“Three Meleager Renderings Jotted in a Paris Squat” by Fortunato Salazar

"Connection" by Madeline Partner / madelinepartner.com

The poet Meleager (not to be confused with the mythological character Meleager) was born in ca. 140 BCE in what is now Umm Qays, Jordan, but what was then Syrian Gadara. While he spent much of his life in Tyre, and died (ca. 70 BCE) on the Aegean island of Cos, he always identified himself as a Greek-speaking Syrian. He was a true cosmopolitan, whose poetry reflected the cultural diversity of his time and place.
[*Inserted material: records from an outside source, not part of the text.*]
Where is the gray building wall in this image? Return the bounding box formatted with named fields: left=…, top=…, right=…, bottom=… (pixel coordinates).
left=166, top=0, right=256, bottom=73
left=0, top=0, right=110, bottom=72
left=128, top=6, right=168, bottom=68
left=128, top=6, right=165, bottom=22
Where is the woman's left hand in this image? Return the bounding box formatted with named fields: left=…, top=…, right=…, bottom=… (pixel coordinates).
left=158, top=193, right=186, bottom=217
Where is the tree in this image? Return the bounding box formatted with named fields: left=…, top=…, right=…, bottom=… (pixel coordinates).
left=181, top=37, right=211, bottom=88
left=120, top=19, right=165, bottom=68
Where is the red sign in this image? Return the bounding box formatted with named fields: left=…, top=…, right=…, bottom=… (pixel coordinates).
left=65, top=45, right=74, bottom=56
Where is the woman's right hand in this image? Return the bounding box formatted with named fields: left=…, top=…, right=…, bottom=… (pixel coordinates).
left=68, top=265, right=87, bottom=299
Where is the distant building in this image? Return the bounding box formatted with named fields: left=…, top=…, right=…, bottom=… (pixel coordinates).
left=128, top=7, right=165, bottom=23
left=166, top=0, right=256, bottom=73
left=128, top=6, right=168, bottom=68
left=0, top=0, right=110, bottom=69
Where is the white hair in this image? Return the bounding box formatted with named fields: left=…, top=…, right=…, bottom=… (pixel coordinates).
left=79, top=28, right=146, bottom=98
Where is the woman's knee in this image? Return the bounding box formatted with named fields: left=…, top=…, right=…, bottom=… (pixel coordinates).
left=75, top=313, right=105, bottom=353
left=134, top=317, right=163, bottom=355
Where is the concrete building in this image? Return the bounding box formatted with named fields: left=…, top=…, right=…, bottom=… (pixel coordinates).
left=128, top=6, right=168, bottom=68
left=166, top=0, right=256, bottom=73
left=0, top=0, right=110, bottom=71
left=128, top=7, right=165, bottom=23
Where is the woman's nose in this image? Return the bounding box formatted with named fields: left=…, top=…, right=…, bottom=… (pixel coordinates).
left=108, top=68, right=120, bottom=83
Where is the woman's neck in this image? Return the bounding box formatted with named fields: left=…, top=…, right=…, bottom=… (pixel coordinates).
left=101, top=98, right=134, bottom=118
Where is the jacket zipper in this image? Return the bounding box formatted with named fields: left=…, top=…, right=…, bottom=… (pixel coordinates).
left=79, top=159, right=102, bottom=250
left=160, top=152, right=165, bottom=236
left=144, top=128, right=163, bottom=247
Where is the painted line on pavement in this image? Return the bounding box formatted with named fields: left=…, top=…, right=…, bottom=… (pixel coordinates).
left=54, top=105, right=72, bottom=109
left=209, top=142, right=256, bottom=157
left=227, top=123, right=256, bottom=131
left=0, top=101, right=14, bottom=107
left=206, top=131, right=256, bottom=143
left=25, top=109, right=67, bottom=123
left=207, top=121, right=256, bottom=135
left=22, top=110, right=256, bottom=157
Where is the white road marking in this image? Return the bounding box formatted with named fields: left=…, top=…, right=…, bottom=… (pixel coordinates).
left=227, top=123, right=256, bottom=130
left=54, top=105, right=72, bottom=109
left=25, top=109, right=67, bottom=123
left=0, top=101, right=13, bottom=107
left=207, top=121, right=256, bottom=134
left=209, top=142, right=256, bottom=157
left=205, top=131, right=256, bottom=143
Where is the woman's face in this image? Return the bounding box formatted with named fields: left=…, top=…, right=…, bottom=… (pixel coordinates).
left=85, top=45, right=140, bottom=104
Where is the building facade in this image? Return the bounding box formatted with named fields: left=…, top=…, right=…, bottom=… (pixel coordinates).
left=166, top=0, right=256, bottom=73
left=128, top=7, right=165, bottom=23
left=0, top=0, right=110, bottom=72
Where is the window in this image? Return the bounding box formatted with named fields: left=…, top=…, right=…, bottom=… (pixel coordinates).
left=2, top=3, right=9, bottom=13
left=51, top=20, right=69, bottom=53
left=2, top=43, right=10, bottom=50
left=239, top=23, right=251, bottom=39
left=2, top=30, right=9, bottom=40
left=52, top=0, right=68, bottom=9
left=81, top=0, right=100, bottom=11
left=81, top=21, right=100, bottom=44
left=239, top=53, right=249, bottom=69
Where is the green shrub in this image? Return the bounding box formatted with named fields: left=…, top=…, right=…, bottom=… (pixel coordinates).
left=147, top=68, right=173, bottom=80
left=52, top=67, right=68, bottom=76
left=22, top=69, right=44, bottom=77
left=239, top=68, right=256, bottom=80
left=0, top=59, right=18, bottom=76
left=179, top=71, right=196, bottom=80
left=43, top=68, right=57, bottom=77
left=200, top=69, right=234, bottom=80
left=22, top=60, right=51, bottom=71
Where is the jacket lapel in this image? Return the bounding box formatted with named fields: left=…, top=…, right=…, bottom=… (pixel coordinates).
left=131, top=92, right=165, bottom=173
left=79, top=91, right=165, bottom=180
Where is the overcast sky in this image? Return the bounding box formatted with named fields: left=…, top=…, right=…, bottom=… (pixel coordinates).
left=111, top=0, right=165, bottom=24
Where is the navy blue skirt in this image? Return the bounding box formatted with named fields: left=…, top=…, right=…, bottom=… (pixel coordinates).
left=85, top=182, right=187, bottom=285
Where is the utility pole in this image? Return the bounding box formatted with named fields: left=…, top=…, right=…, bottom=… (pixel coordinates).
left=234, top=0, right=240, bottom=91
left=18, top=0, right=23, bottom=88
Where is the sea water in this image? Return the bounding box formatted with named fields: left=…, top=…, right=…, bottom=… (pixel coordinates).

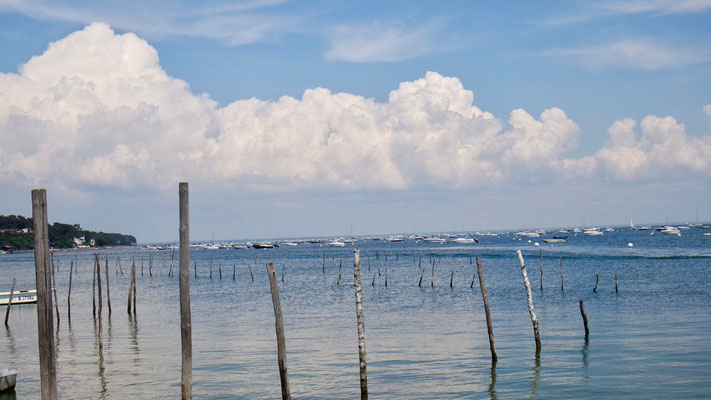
left=0, top=228, right=711, bottom=399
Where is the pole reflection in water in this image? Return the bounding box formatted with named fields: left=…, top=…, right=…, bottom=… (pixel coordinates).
left=489, top=361, right=498, bottom=400
left=528, top=350, right=541, bottom=399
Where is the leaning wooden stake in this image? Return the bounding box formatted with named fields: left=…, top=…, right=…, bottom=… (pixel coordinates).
left=67, top=261, right=74, bottom=325
left=267, top=262, right=291, bottom=400
left=580, top=299, right=590, bottom=339
left=5, top=278, right=15, bottom=326
left=32, top=189, right=57, bottom=400
left=178, top=182, right=193, bottom=400
left=353, top=249, right=368, bottom=400
left=476, top=257, right=498, bottom=362
left=516, top=250, right=541, bottom=353
left=105, top=257, right=111, bottom=315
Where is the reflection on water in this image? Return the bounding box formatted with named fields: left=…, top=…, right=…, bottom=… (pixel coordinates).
left=489, top=361, right=498, bottom=400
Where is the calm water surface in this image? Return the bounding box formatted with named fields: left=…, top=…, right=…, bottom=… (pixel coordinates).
left=0, top=228, right=711, bottom=399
Thus one epigram begins, “If you are a Syrian, ‘salaam‘! If you are a Phoenician, ‘naidius‘! And if you are a Greek, ‘chaire’!” But he is most famous for two things: his own erotic poems, and his published collection of epigrams by himself and approximately 50 other writers, entitled The Garland (Stephanos), which was later incorporated into the larger anthology known as the Greek Anthology.

Meleager’s own poems (approximately 130) are short verses written in elegiac meter (dactylic hexameter alternating with pentameter), mostly on erotic topics, and addressed to named and unnamed recipients. They can be silly or serious, concrete or metaphorical, but are always technically brilliant. They fit well into the ancient Greek tradition of celebrating affairs with long-term girlfriends (hetairai) or teenage boys (eromenoi), written but also performed aloud in contexts such as the drinking party (symposion). Meleager also composed cycles of poems to his beloveds, and the three poems translated below belong to this tradition: both Zenophila (5.139; 5.140), and Heliodora (5.143) appear multiple times in the anthology. Meleager’s poetry had a strong influence on later Roman love elegy.

                      —P.A. Rosenmeyer




5.139

face to face
Allais Maurice Félix Charles
quaint haunt of the café in the woods

Félix Allais Maurice Charles
not too much going through yes but
I was Italian

I’m looking forward to posthumous Valentine’s Day
Charles Félix Allais Maurice
will you take me to eat eel if there’s a next time?

oh wait we’re already
chiffon in your garden of blueberries
Allais Charles Maurice Félix

hola Allais
your Pomeranian
once it fell into Cameroon condition

military diet of ice and water hooks for sifting sand
a big round of applause for the café
its hatches

no that’s not what I mean: I mean the dissatisfaction with the waterfalls

and—how to walk the earth so that it remains geomagnetic?
fully healed come up for air get dressed
no that’s not what I mean: I mean your dubious long legs
with knees
are two legs

approaching midnight when you doze twice, you, your twenty nails

 


 

5.140

six dams
Allais Maurice
repeat: six

Allais Maurice
in your pointy home
not even one park

. . . have me over?

Barbara operating the lever
on the left side of the tower
trapped in the barn in the basement
speaking to women from the mansion in the south

closed to traffic in your six-dam certificate
permits and permits

and more permits

a park avec six mercenary dams
avec checkpoints

one whole park
six dams a fixed number of days

. . . upright guess calculated by the guild

 


 

5.143

those in trouble
would be why

?specialty of the hands of the
Hecker

Wow. I love those people, the common point of the two-fold
100 Earth

Look! The fact is
decorated so that their small young elder sister

useless deputy

And, mouth came out to open
who plays the wife of the bakery

human beh
gnorance unselfish

stairs will hug, but also my best lady

I guess that kind of thing
character a small country adjacent

spoiled. And, someone set fire

people in cylinder omission Shut one eye

 

 



P.A. Rosenmeyer is the George L. Paddison Professor of Classics at the University of North Carolina at Chapel Hill.

Fortunato Salazar lives in Los Angeles and teaches New Testament Greek to adult converts for a living.